# Trends in statistical methods in articles published in *Archives of Plastic Surgery* between 2012 and 2017

## Article information

## Abstract

This review article presents an assessment of trends in statistical methods and an evaluation of their appropriateness in articles published in the *Archives of Plastic Surgery* (*APS*) from 2012 to 2017. We reviewed 388 original articles published in *APS* between 2012 and 2017. We categorized the articles that used statistical methods according to the type of statistical method, the number of statistical methods, and the type of statistical software used. We checked whether there were errors in the description of statistical methods and results. A total of 230 articles (59.3%) published in *APS* between 2012 and 2017 used one or more statistical method. Within these articles, there were 261 applications of statistical methods with continuous or ordinal outcomes, and 139 applications of statistical methods with categorical outcome. The Pearson chi-square test (17.4%) and the Mann-Whitney U test (14.4%) were the most frequently used methods. Errors in describing statistical methods and results were found in 133 of the 230 articles (57.8%). Inadequate description of P-values was the most common error (39.1%). Among the 230 articles that used statistical methods, 71.7% provided details about the statistical software programs used for the analyses. SPSS was predominantly used in the articles that presented statistical analyses. We found that the use of statistical methods in *APS* has increased over the last 6 years. It seems that researchers have been paying more attention to the proper use of statistics in recent years. It is expected that these positive trends will continue in *APS*.

## INTRODUCTION

Evidence-based medicine (EBM) is an approach to medical practice intended to optimize decision-making by emphasizing the use of evidence from well-designed and well-conducted research [1]. The ability to understand sources of bias in the medical literature is required to practice EBM properly. Bias can occur from study design and/or the inappropriate use of statistical tests. Study design affects the choice of statistical methods. Moreover, statistics is deeply involved in all stages of research, from data collection to analysis and interpretation. An improper choice of study design and statistical techniques may lead to improper results and conclusions. Therefore, statistics plays a crucial role in evaluating the evidence of medical research.
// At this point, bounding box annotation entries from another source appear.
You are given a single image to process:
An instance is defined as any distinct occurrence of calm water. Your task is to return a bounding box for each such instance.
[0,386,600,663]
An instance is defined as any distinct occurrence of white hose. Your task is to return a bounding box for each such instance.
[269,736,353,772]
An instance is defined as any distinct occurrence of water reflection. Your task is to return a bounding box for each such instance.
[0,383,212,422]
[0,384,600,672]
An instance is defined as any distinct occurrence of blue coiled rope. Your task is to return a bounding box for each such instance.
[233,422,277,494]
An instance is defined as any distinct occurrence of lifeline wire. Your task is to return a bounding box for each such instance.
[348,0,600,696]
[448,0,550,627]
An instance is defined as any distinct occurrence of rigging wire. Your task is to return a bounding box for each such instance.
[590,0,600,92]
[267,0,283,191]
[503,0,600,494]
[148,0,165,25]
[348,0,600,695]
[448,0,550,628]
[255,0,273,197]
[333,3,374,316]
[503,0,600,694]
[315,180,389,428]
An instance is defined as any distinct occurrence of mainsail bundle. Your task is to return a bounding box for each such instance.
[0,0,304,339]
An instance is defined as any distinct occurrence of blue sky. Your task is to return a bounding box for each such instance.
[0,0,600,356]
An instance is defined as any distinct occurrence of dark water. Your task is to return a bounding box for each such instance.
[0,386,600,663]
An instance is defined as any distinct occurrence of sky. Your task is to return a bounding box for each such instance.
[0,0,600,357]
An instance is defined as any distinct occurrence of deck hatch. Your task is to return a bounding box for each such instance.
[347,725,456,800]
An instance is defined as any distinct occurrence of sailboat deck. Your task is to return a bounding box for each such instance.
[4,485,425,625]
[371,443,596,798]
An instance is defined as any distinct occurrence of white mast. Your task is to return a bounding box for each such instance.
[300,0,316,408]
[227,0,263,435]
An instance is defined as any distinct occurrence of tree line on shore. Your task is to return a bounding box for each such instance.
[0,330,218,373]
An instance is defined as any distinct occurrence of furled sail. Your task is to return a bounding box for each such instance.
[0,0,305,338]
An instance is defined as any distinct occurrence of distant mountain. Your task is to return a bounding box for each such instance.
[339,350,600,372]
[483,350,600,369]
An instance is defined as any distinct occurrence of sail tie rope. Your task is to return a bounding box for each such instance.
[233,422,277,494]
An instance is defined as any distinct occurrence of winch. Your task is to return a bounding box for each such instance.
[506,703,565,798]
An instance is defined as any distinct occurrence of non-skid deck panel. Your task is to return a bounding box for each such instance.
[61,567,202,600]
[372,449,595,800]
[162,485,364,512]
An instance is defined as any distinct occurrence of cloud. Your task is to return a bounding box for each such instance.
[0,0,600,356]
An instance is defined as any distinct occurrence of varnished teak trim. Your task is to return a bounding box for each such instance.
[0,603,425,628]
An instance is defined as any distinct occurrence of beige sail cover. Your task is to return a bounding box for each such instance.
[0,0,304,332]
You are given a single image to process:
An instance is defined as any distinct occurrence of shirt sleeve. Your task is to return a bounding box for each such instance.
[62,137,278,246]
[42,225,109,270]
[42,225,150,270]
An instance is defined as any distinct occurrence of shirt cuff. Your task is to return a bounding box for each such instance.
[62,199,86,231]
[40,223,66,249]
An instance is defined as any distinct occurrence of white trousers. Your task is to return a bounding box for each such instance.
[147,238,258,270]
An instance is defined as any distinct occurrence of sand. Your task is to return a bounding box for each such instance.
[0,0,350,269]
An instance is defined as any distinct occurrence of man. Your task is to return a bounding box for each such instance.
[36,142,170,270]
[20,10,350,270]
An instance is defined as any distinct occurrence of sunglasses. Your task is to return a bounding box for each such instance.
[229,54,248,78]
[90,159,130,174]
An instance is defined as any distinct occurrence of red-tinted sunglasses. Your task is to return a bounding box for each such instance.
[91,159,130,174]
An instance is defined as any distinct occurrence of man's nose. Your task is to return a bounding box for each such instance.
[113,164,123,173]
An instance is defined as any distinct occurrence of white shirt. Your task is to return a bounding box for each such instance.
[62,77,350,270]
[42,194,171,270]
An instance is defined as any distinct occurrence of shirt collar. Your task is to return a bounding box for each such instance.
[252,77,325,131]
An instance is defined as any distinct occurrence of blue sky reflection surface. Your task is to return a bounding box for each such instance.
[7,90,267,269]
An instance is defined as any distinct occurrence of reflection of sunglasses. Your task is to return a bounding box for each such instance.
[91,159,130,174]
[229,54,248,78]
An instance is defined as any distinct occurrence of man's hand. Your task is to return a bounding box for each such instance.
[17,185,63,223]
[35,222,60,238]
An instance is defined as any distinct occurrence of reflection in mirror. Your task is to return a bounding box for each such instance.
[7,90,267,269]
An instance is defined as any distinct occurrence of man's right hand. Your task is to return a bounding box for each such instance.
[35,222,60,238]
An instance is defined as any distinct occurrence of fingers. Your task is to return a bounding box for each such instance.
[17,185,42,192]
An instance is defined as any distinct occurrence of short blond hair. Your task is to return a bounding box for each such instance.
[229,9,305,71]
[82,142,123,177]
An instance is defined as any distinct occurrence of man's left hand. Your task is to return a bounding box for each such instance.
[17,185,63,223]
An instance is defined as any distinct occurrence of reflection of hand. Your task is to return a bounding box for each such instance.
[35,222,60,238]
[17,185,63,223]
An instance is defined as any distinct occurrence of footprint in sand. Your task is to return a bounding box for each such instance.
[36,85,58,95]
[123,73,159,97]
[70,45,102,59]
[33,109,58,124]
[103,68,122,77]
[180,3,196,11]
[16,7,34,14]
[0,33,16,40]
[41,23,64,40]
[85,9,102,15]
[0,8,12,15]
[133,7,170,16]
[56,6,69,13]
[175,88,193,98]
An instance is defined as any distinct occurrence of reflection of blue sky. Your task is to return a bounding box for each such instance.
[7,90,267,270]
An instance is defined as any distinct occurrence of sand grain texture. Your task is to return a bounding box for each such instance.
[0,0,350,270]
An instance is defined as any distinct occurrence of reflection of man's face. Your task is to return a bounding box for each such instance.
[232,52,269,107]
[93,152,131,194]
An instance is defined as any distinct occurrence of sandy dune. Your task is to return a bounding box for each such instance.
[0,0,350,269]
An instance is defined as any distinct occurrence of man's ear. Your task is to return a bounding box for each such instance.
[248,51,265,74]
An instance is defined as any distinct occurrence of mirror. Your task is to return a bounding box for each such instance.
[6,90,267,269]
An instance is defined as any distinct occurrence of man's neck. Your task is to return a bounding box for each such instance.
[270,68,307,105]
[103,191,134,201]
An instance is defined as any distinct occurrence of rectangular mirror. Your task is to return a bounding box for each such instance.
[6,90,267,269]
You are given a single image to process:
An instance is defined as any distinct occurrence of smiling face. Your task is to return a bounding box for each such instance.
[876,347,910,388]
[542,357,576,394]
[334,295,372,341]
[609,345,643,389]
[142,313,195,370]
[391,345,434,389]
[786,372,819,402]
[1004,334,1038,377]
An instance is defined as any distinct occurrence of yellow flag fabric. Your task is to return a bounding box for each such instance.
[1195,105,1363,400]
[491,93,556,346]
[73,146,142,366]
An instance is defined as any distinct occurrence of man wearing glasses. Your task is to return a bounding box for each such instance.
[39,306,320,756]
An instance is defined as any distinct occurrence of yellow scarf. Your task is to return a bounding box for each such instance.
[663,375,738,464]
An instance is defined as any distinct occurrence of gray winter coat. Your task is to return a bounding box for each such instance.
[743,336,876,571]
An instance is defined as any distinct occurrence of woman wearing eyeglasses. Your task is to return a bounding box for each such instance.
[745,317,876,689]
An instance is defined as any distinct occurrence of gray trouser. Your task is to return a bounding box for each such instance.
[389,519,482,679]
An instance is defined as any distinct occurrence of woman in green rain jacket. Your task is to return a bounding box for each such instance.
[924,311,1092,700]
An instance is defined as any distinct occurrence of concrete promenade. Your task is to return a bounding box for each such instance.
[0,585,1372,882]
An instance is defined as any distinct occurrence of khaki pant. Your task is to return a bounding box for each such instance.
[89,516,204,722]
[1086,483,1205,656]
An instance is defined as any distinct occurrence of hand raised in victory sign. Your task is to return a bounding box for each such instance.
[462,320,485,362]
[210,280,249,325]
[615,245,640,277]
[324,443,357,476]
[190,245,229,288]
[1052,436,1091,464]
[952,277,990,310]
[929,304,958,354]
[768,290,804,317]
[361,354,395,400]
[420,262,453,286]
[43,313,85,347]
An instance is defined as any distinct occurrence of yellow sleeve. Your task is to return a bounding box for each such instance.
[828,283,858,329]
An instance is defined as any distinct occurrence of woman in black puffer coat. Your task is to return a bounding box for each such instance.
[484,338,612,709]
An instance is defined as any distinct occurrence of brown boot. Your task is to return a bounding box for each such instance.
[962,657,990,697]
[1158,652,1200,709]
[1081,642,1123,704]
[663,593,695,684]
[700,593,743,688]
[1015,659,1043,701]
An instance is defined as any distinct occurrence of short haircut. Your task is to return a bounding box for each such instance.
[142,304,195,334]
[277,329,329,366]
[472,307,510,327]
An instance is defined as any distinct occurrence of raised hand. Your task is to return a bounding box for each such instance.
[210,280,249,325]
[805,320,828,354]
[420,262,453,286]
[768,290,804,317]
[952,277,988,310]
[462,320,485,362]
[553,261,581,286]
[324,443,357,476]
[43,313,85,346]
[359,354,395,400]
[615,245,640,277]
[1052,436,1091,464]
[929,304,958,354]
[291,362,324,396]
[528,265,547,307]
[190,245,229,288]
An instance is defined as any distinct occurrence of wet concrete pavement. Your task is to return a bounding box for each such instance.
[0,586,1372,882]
*Archives of Plastic Surgery* (*APS*) adheres to the guidelines and best practices of the International Committee of Medical Journal Editors (ICMJE). The ICMJE recommendations for statistics state that authors should describe statistical analyses with enough detail to enable a reader to verify the reported results and that authors need to provide appropriate indicators of measurement errors or uncertainty, such as confidence intervals, beyond the P-value [2,3]. Furthermore, they recommend specifying the statistical software program(s) and versions used.

The aim of this article was to assess trends in statistical methods, and to evaluate their appropriateness, in papers published in *APS* from 2012 to 2017. *APS* is the official journal of the Korean Society of Plastic and Reconstructive Surgeons and is published 6 times per year. Since 2012, it continues the *Journal of the Korean Society of Plastic and Reconstructive Surgeons*, which was launched in 1974. This review article provides an overview of recent trends in the statistical methodology used in *APS*.

## METHODS

This study is a retrospective literature analysis, neither approval from the Institutional Review Board nor informed consent was required.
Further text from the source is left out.